The MCMC history plots(Figure 1)
suggest that the 4 chains have converged to common distributions for
all of the key model parameters. The fit to the plasma concentration
data (Figure 3) are in close agreement with the
data, which is not surprising since the fitted model is identical to
the one used to simulate the data. Similarly the parameter posterior
density can be examined in Figure 2 and shows
consistency with the values used for simulation. Another way to
summarize the posterior is through cmdstanr
’s summary
method.
## fit is a CmdStanMCMC object returned by sampling. See cmdstanr reference.
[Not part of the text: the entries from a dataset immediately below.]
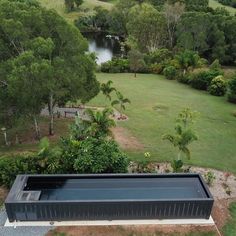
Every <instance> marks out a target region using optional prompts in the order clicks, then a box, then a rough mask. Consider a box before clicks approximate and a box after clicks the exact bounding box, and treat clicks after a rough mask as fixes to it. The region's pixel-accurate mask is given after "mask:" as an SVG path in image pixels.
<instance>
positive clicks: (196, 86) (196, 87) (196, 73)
mask: <svg viewBox="0 0 236 236" xmlns="http://www.w3.org/2000/svg"><path fill="white" fill-rule="evenodd" d="M218 75H220V74H219V71H211V70H209V71H201V72H198V73H195V74H194V75H193V78H192V79H191V82H190V84H191V86H192V87H193V88H196V89H200V90H207V89H208V87H209V85H210V84H211V81H212V80H213V79H214V78H215V77H216V76H218Z"/></svg>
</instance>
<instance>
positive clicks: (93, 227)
mask: <svg viewBox="0 0 236 236" xmlns="http://www.w3.org/2000/svg"><path fill="white" fill-rule="evenodd" d="M193 232H194V233H195V234H196V233H198V232H199V233H200V232H215V229H214V227H213V226H212V227H211V226H189V225H180V226H176V225H168V226H163V225H148V226H140V225H139V226H93V227H92V226H90V227H87V226H83V227H59V228H57V229H56V230H54V231H51V232H49V234H48V236H54V235H57V234H56V233H58V235H60V233H61V234H62V235H63V233H64V235H67V236H108V235H109V236H161V235H173V236H182V235H186V233H193Z"/></svg>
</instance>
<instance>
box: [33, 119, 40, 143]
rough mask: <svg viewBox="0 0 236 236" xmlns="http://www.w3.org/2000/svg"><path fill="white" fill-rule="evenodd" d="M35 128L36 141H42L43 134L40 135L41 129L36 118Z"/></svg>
mask: <svg viewBox="0 0 236 236" xmlns="http://www.w3.org/2000/svg"><path fill="white" fill-rule="evenodd" d="M34 128H35V134H36V139H37V140H40V138H41V134H40V128H39V124H38V121H37V118H36V116H34Z"/></svg>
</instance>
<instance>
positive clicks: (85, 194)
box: [24, 177, 207, 201]
mask: <svg viewBox="0 0 236 236" xmlns="http://www.w3.org/2000/svg"><path fill="white" fill-rule="evenodd" d="M24 190H30V191H41V195H40V200H93V201H94V200H95V201H96V200H99V201H101V200H104V201H105V200H132V199H135V200H161V199H163V200H167V199H202V198H207V194H206V192H205V190H204V188H203V186H202V184H201V182H200V180H199V179H198V178H197V177H191V178H190V177H187V178H184V177H181V178H173V177H172V178H168V177H165V178H118V179H115V178H110V179H109V178H99V181H98V179H96V178H91V179H86V178H85V179H81V178H80V179H79V178H53V177H45V178H40V179H34V178H33V177H30V178H29V179H28V182H27V185H26V187H25V189H24Z"/></svg>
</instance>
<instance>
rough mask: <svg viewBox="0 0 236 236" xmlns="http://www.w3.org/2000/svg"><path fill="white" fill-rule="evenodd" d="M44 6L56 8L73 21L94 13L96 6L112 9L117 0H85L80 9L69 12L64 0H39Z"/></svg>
mask: <svg viewBox="0 0 236 236" xmlns="http://www.w3.org/2000/svg"><path fill="white" fill-rule="evenodd" d="M39 2H41V4H42V5H43V6H45V7H46V8H48V9H55V10H56V11H57V12H58V13H59V14H60V15H61V16H63V17H65V19H67V20H68V21H70V22H73V21H74V20H75V19H77V18H78V17H79V16H81V15H84V14H92V13H93V9H94V7H96V6H101V7H104V8H106V9H108V10H110V9H111V8H112V7H113V5H114V3H115V2H116V0H110V1H108V2H102V1H99V0H84V3H83V4H82V6H81V8H80V10H77V11H74V12H70V13H67V12H66V9H65V5H64V0H39Z"/></svg>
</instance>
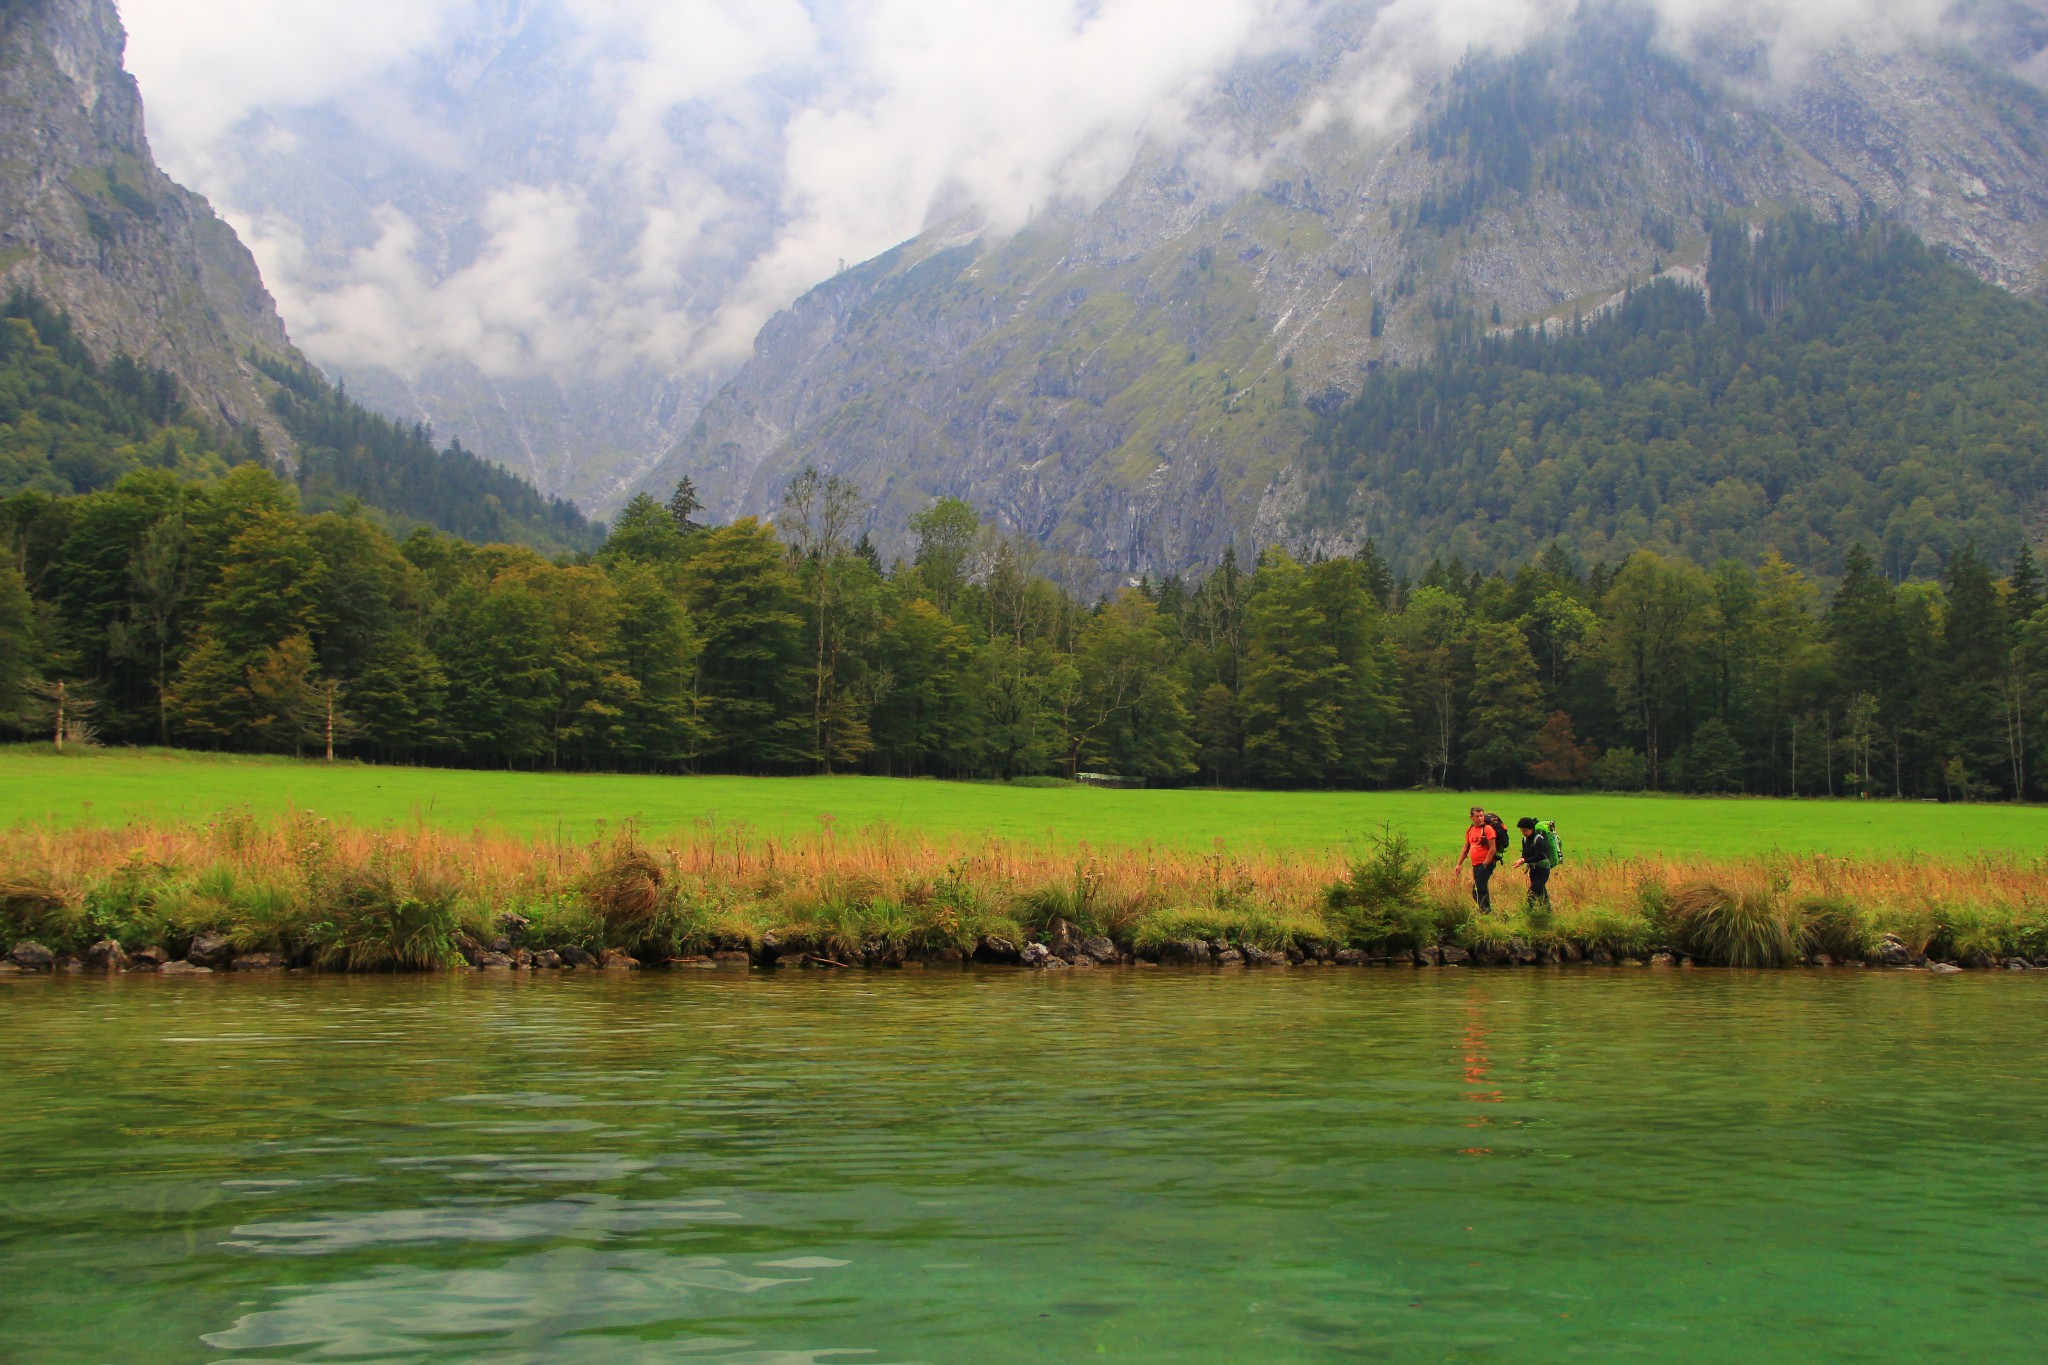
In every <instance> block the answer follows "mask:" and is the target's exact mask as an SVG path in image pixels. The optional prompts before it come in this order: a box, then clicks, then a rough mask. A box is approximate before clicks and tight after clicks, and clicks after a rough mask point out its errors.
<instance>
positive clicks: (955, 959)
mask: <svg viewBox="0 0 2048 1365" xmlns="http://www.w3.org/2000/svg"><path fill="white" fill-rule="evenodd" d="M508 921H510V923H506V925H502V927H504V929H506V933H502V935H500V937H496V939H492V941H479V939H473V937H467V935H465V937H461V939H459V941H457V954H455V960H451V962H449V964H446V968H449V970H473V972H578V970H582V972H590V970H598V972H633V970H643V968H655V970H791V968H793V970H827V972H831V970H891V968H895V970H901V968H954V970H965V968H969V966H1012V968H1020V970H1036V972H1063V970H1100V968H1212V970H1229V968H1511V966H1575V964H1577V966H1640V968H1659V966H1661V968H1690V966H1706V964H1702V962H1696V960H1694V958H1690V956H1686V954H1679V952H1663V950H1659V952H1649V954H1640V956H1618V954H1614V952H1608V950H1604V948H1583V945H1579V943H1571V941H1561V943H1530V941H1524V939H1511V941H1509V943H1507V945H1503V948H1499V950H1493V952H1470V950H1464V948H1458V945H1454V943H1430V945H1423V948H1417V950H1409V952H1391V954H1368V952H1366V950H1362V948H1343V945H1337V943H1331V941H1321V939H1309V941H1296V943H1288V945H1286V948H1284V950H1278V948H1260V945H1253V943H1239V941H1227V939H1171V941H1165V943H1159V945H1153V948H1137V945H1130V943H1116V941H1114V939H1110V937H1104V935H1083V933H1081V931H1079V929H1075V927H1073V925H1069V923H1065V921H1057V923H1055V925H1051V929H1049V931H1047V933H1044V937H1042V941H1040V939H1030V941H1024V943H1018V941H1014V939H1006V937H997V935H983V937H981V939H979V941H977V943H975V948H973V952H965V950H958V948H940V950H930V952H915V950H909V948H905V945H901V943H889V941H874V943H868V945H866V948H864V950H862V952H858V954H844V952H842V954H840V956H827V954H819V952H815V950H811V948H807V945H803V943H793V941H780V939H778V935H774V933H766V935H762V937H760V939H758V941H743V939H729V941H721V943H715V945H713V950H711V952H705V954H690V956H682V958H666V960H659V962H641V960H639V958H633V956H629V954H625V952H621V950H614V948H608V950H602V952H590V950H588V948H582V945H578V943H559V945H553V948H530V945H520V943H518V941H516V935H518V933H520V931H522V929H524V927H526V921H520V919H518V917H508ZM1792 966H1808V968H1892V970H1927V972H1935V974H1948V972H1964V970H2007V972H2028V970H2044V968H2048V962H2034V960H2030V958H2019V956H2005V958H2001V956H1993V954H1972V956H1968V958H1964V960H1962V962H1942V960H1931V958H1925V956H1919V954H1913V950H1909V948H1907V943H1905V941H1901V939H1898V937H1896V935H1890V933H1886V935H1884V937H1882V941H1880V943H1878V948H1876V950H1874V952H1872V954H1868V956H1864V958H1831V956H1829V954H1812V956H1806V958H1802V960H1800V962H1796V964H1792ZM307 970H313V968H311V964H307V962H293V960H291V958H289V956H285V954H279V952H238V950H236V945H233V943H231V941H229V939H227V937H225V935H219V933H201V935H197V937H193V939H190V941H188V943H184V945H182V952H180V954H170V952H166V950H164V948H162V945H147V948H137V950H135V952H127V950H125V948H123V945H121V943H119V941H115V939H100V941H98V943H92V945H90V948H86V952H84V954H55V952H51V950H49V948H45V945H41V943H37V941H33V939H23V941H18V943H14V948H12V950H10V952H8V954H6V958H4V960H0V976H23V974H133V972H145V974H158V976H211V974H215V972H307ZM328 970H332V968H328Z"/></svg>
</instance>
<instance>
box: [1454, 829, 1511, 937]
mask: <svg viewBox="0 0 2048 1365" xmlns="http://www.w3.org/2000/svg"><path fill="white" fill-rule="evenodd" d="M1466 862H1470V864H1473V900H1477V902H1479V913H1481V915H1491V913H1493V890H1491V886H1489V882H1491V880H1493V870H1495V868H1497V866H1499V864H1501V837H1499V833H1495V829H1493V821H1489V819H1487V812H1485V808H1481V806H1473V825H1470V827H1468V829H1466V831H1464V851H1462V853H1458V866H1460V868H1462V866H1464V864H1466Z"/></svg>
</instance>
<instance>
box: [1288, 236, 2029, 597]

> pars = c("CL", "Q", "V1", "V2", "ka", "sigma")
> fit$summary(pars)
# A tibble: 6 x 10
variable mean median sd mad q5 q95 rhat ess_bulk ess_tail
<chr> <dbl> <dbl> <dbl> <dbl> <dbl> <dbl> <dbl> <dbl> <dbl>
1 CL 4.82 4.83 0.0910 0.0870 4.68 4.97 1.00 1439. 1067.
2 Q 7.56 7.55 0.588 0.586 6.61 8.56 1.00 1256. 1235.
3 V1 21.1 21.1 2.50 2.45 17.1 25.3 1.00 1057. 1177.
4 V2 76.1 76.1 5.33 4.93 67.5 84.9 1.01 1585. 1372.
5 ka 1.23 1.23 0.175 0.174 0.958 1.52 1.00 1070. 1122.
6 sigma 0.109 0.108 0.0117 0.0111 0.0911 0.130 1.01 1414. 905.
Bibliography
Baron, Kyle T., and Marc R. Gastonguay. 2015. “Simulation from ODE-Based Population PK/PD and Systems Pharmacology Models in R with Mrgsolve.” Journal of Pharmacokinetics and Pharmacodynamics 42 (W-23):S84–85.